To get an ad set out of the learning phase, around 50 optimisation events have to occur. So if you have a campaign set up and the objective is sales and the ‘Conversion Event’ is ‘Purchase’, then the ads will have to generate around 50 sales to exit the learning phase.

Learning Phase

This means that if you do not expect your ad set to deliver 50 sales in the first week or so you are better off changing the optimisation event to something else, something you are more likely to see 50 of in a short space of time, like ‘add to cart’ for example.

Conversion Event
Other things you need to consider are the size of your audience and your budget. You must ensure that the pool of people that can see your ad(s) is big enough to allow the system to learn fast enough. Similarly, if your budget is too small, this can limit things.
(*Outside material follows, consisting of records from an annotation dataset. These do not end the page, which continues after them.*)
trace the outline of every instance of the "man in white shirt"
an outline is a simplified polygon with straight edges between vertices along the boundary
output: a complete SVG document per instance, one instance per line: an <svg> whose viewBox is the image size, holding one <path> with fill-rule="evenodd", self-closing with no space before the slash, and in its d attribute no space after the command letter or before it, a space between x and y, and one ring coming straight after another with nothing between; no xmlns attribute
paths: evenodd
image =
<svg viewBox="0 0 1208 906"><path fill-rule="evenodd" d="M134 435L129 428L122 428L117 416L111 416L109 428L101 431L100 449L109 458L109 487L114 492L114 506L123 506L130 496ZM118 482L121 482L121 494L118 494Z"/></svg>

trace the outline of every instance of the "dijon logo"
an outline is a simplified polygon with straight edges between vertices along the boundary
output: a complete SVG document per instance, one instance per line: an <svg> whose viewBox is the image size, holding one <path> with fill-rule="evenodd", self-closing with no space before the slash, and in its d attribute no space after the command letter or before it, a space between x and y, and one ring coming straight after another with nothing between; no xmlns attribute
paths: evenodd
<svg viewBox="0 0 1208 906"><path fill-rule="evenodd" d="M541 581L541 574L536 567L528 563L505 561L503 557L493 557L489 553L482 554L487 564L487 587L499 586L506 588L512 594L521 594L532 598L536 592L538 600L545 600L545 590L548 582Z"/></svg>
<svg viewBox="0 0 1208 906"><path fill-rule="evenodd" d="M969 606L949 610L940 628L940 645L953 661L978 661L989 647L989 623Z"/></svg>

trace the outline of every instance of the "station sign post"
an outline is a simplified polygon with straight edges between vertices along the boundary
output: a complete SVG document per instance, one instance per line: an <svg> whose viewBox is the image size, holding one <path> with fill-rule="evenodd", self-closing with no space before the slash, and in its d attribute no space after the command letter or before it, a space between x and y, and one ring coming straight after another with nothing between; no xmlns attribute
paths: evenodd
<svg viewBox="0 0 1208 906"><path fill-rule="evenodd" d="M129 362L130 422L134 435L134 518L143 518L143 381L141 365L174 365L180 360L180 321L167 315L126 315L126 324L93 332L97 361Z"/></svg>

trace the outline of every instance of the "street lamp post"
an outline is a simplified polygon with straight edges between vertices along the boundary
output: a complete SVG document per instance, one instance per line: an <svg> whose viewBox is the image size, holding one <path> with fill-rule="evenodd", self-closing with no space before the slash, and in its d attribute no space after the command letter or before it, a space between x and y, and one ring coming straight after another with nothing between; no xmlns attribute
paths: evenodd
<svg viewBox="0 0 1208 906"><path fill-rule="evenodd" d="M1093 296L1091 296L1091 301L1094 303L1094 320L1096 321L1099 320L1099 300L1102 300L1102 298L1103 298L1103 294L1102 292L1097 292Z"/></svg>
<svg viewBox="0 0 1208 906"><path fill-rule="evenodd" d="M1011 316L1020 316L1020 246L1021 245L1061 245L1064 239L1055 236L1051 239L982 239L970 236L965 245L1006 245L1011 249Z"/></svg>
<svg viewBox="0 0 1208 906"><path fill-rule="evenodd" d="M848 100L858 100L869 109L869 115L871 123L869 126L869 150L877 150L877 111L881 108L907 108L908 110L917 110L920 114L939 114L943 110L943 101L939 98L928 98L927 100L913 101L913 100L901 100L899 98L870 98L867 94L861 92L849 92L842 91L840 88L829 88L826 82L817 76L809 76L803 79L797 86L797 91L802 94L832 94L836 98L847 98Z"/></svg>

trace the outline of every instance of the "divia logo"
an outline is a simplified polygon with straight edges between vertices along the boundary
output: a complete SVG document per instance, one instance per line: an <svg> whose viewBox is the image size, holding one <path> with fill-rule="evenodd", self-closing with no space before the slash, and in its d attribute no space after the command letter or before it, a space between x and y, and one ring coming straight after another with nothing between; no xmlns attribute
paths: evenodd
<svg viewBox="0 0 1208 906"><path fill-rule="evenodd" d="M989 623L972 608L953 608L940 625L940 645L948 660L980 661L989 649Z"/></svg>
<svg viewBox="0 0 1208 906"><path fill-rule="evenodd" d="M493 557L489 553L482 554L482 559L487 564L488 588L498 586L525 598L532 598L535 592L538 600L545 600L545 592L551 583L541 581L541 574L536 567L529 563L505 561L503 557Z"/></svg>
It’s also best not to make any edits in the first week as every time you make an edit the learning starts from scratch. If after a week your ads are still showing as ‘Learning’ there are some further edits you can make:

  • Try and improve your ad creative.
  • Ensure that you do not have too many ads within an ad set as this dilutes the learning process.
  • Try blending some of your ad sets – if your ads and audiences are similar you could combine ad sets to get them to learn faster.
  • Test different placements – Meta recommends choosing automatic placements, which might not be best for everyone, but if your ads are allowed on all placements then it could be worth testing it to see how they perform.
  • Use campaign budget optimisation – similar to combining ad sets, you can also combine campaigns and use campaign budget optimisation (CBO). This feature optimises your given budget across ad sets to try and achieve your objectives. 
  • Use the lowest cost bid strategy – using this should get you the most results for your budget. If you have chosen to set a cost cap or bid cap, you may have to increase those caps to get more results.

There is a checklist here that you may or may not find useful. I personally wouldn’t work through the checklist in the order it is currently in, but all the main points are on there.